E, claro, integrando com a contribuição de John Wyclif, Jun Huss,
Lutero, Calvino, Zwinglio, George Fox, John Bunyan, John Knox, Conde Von
Zinzendorf, John Wesley, Philip Jacob Spener, Geroge Whitefield,
Charles Finney, Jonathan Edwards, D.L.Moddy, William Carey, Hudson
Taylor, David Livinstone, Willian Both, Karl Barth, Paul Tillich,
Dietrich Bonhoeffer, Martin Luther King, John Stott, René Padilha,
Samuel Escobar e tantos outros.
Sim, sou um reformado evangélico: Sola Scriptura, Sola Gratia, Sola
Fide, Solus Christus, Soli Deo Gloria. E aberto para aprender e integrar
a Espiritualidade Clássica na minha experiência cristã. Aprecio e sou
edificado com o que aconteceu em Nicéia (325), Monte Cassino (529),
Assis (1223), Wittenberg (1517), Westminster (1647), Azuza Street
(1905), Medelin (1968) Lausanne (1974), e com outros momentos que o
Espírito soprou na História da Igreja. E acho importante e promissor
este diálogo entre a Reforma Protestante e a Espiritualidade Clássica,
integrando o que é de bom nestes movimentos.

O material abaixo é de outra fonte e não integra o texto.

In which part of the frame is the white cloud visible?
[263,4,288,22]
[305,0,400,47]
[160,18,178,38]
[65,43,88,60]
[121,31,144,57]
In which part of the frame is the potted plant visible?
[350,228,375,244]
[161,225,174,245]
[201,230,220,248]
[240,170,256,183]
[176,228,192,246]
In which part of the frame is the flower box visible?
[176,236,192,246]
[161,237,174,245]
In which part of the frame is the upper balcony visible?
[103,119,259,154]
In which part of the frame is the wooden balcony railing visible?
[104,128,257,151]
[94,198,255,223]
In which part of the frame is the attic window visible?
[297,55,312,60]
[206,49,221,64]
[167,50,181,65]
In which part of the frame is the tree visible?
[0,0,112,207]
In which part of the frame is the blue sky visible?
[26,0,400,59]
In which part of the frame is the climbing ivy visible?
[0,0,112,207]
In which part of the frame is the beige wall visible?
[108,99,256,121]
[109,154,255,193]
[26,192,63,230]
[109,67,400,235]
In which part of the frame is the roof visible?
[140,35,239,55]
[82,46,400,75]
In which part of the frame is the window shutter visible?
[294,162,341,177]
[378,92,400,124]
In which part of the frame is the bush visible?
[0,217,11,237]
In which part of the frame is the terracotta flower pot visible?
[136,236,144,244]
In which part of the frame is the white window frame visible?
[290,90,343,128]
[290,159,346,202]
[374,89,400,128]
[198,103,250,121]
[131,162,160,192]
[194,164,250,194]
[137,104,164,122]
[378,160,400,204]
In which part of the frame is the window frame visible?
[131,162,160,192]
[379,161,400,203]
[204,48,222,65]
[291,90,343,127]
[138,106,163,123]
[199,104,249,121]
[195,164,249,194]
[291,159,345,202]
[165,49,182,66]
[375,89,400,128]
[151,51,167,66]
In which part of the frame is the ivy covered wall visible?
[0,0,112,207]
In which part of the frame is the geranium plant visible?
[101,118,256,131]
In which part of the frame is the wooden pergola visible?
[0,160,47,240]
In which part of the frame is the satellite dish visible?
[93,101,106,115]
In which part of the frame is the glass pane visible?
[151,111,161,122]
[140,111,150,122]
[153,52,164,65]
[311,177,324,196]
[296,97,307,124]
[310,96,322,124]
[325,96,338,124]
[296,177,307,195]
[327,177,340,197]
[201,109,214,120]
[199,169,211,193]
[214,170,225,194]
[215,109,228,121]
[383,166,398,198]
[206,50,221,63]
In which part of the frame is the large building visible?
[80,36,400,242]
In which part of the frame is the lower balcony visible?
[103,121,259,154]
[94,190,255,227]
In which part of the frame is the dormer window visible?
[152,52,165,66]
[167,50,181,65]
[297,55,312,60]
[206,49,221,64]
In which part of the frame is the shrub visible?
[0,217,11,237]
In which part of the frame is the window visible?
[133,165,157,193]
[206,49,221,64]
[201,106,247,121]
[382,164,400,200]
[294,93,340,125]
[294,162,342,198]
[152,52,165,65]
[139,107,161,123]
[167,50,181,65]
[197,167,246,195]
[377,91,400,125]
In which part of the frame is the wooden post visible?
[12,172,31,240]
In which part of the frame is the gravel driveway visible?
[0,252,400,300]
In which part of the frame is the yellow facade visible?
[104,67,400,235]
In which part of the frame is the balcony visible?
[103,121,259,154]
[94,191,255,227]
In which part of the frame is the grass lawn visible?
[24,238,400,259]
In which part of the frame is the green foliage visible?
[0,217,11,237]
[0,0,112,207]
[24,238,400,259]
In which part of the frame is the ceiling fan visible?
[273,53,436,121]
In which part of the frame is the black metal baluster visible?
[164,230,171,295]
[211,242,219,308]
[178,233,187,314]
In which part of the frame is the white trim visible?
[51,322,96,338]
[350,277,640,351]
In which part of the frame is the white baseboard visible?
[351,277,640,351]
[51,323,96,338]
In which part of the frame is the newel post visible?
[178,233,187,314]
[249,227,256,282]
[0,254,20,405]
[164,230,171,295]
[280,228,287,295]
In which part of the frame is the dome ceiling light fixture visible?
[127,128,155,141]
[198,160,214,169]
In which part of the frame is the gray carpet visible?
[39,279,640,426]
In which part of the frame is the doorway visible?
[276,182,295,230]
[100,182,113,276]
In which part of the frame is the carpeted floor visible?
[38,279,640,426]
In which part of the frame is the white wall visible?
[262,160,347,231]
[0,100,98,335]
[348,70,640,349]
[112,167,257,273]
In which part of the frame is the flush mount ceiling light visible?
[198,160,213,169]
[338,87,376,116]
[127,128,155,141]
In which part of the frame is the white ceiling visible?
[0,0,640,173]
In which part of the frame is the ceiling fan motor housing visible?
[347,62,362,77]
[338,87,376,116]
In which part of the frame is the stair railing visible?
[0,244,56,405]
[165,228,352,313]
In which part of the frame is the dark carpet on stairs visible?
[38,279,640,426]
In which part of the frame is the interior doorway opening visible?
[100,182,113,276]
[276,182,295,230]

E prossigo no meu caminho: na intimidade com o Pai, sob a direção da
Palavra e a inspiração do Espírito Santo; buscando a santidade de Cristo
e, com a Igreja, anunciando o Evangelho e servindo aos pobres. E quando
falho, me arrependo, experimento a graça perdoadora e recomeço.